Alation Configuration

  1. Test connection issue:

    • Make sure the AWS access key and secret key is correct

    • Make sure you have provided a correct region

    • Make sure the access key and secret key has required access as mentioned in Create an AWS S3 User for section of this document

  2. No inventory reports found:

    • Make sure that the destination bucket is correct

    • If that is correct then wait till 48 hours after setting up inventory for inventory generation and try again

  3. MDE or filter extraction failure due to access issue:

    • Make sure the user has access to destination bucket

  4. MDE or bucket list error:

    Error:

    • File is initialized without providing a rootPath

    • File path can’t be null or empty

    Troubleshooting:

    • Do not reuse buckets for the destination inventory bucket for this connector.

    • Ensure that all buckets in the destination bucket are named properly.

    • Verify the Inventory Configuration for each source bucket you are ingesting.

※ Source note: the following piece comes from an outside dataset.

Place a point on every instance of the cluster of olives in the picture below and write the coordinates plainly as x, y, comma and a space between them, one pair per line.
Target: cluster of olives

    • If there is already a bucket path that has a blank name or / in the destination inventory bucket, remove it. Review the inventory configuration for each source bucket.

Lambda Function Logs

  1. Go to AWS S3 console > Lambda Functions section.

  2. Select the lambda function that you have created and go to the Monitor section.

  3. Click View Logs in Cloudwatch, that will open a new tab.

  4. In Cloudwatch, search for a particular log based on date or prefix.